La prise de poste à l'université dans l'Utah. Les découvertes dans ce pays larger than (european) life ; il en dresse un inventaire amusant, même s'il est le dindon de la farce, et que sa naïveté et son endettement sont mis à mal. Moins légers, la ségrégation raciale, usage ordinaire des sixties, et le prosélytisme - exercé par les mormons en l’occurrence - qui, 50 ans plus tard ne "passent" toujours pas. L'épisode américain est enthousiaste, coloré, donne le sourire.

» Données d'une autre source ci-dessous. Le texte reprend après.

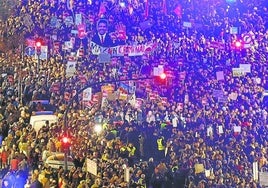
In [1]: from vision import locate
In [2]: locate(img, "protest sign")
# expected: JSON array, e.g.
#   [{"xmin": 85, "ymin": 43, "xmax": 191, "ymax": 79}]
[
  {"xmin": 239, "ymin": 64, "xmax": 251, "ymax": 73},
  {"xmin": 232, "ymin": 68, "xmax": 244, "ymax": 77},
  {"xmin": 216, "ymin": 71, "xmax": 224, "ymax": 81}
]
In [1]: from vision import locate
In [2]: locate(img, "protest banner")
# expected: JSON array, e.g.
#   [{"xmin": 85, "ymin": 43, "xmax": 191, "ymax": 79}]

Le chapitre suivant ramène de l'autre côté de l'océan, dans la France grise de l'après-guerre. Les années lycée notamment, puis la fac, le jazz, les "événements" d'Algérie et la guerre froide.

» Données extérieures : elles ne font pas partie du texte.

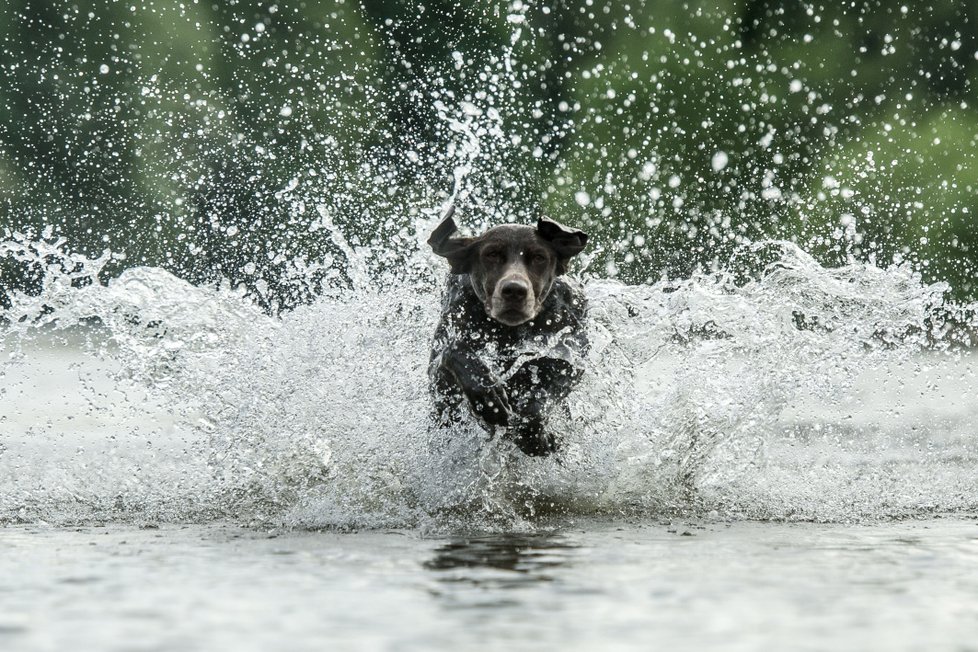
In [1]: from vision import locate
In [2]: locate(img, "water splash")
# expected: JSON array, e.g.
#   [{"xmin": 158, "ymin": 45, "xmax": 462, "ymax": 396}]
[{"xmin": 0, "ymin": 224, "xmax": 976, "ymax": 527}]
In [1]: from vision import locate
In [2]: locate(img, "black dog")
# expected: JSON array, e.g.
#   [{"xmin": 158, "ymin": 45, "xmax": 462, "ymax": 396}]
[{"xmin": 428, "ymin": 209, "xmax": 588, "ymax": 455}]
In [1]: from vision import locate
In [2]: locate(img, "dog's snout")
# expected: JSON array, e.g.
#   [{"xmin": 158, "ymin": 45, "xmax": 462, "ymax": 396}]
[{"xmin": 499, "ymin": 281, "xmax": 529, "ymax": 301}]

La transition coule de source : cap à l'Est, pour une incursion dans ces républiques et ces systèmes idéalisés par quelques franges de doctrinaires qui les fréquentent à distance, laissant les affres du quotidien à ceux qui ont les pieds dedans.
La chronologie des faits n'impose pas son diktat. Les vignettes d'Aymond sont impeccables, la lecture se fait au rythme que chacun s'impose, minutieuse et contemplative parfois, diagonale et élusive lorsque la répétition plane ou que la perspective de la porte ouverte enfoncée menace.

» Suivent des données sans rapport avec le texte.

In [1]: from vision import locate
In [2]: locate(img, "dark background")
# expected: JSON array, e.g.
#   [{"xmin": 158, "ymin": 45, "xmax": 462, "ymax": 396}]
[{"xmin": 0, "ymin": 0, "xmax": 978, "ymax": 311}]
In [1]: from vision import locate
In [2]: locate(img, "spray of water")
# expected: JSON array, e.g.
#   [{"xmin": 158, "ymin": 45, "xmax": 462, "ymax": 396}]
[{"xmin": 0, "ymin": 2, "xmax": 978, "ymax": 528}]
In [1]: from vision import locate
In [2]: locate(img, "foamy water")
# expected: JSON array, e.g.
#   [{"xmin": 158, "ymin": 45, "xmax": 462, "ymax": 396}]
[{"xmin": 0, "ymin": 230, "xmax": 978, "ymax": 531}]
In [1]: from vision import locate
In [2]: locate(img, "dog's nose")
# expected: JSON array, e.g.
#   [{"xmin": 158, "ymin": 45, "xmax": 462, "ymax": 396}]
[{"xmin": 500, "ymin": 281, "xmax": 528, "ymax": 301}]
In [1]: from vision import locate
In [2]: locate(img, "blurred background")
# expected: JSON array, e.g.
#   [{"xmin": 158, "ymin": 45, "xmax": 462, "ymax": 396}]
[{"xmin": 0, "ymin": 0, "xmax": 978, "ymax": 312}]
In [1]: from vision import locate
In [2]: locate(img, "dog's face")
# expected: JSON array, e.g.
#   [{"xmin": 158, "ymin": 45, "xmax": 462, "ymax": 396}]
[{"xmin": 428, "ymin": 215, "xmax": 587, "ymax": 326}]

La politique et l'humanisme, soit, et les coulisses de la BD, direz-vous ? Même après Les correspondances publiées à la fin des années 90, on n'ouvre pas un livre de mémoires du père de Valérian, du scénariste de Partie de chasse et de Léna (entre autres) sans espérer une ration d'anecdotes. Mézières (forcément), Bilal, Goscinny et Charlier sont croisés ou évoqués (chacun aura bien retenu que Christin collaborait à Pilote sans connaître la revue). En la matière, la plus jolie fragrance héritée du passé est présentée sous forme d'une séquence (pas si nombreuses au final), celle de la première rencontre avec Gir. Quelle pleine page pour un hommage !
C’est la première fois que l’auteur Pierre Christin essaie le genre autobiographique. Il le dit lui-même en signant la préface. C’est tout à son honneur de vouloir se montrer plutôt humble.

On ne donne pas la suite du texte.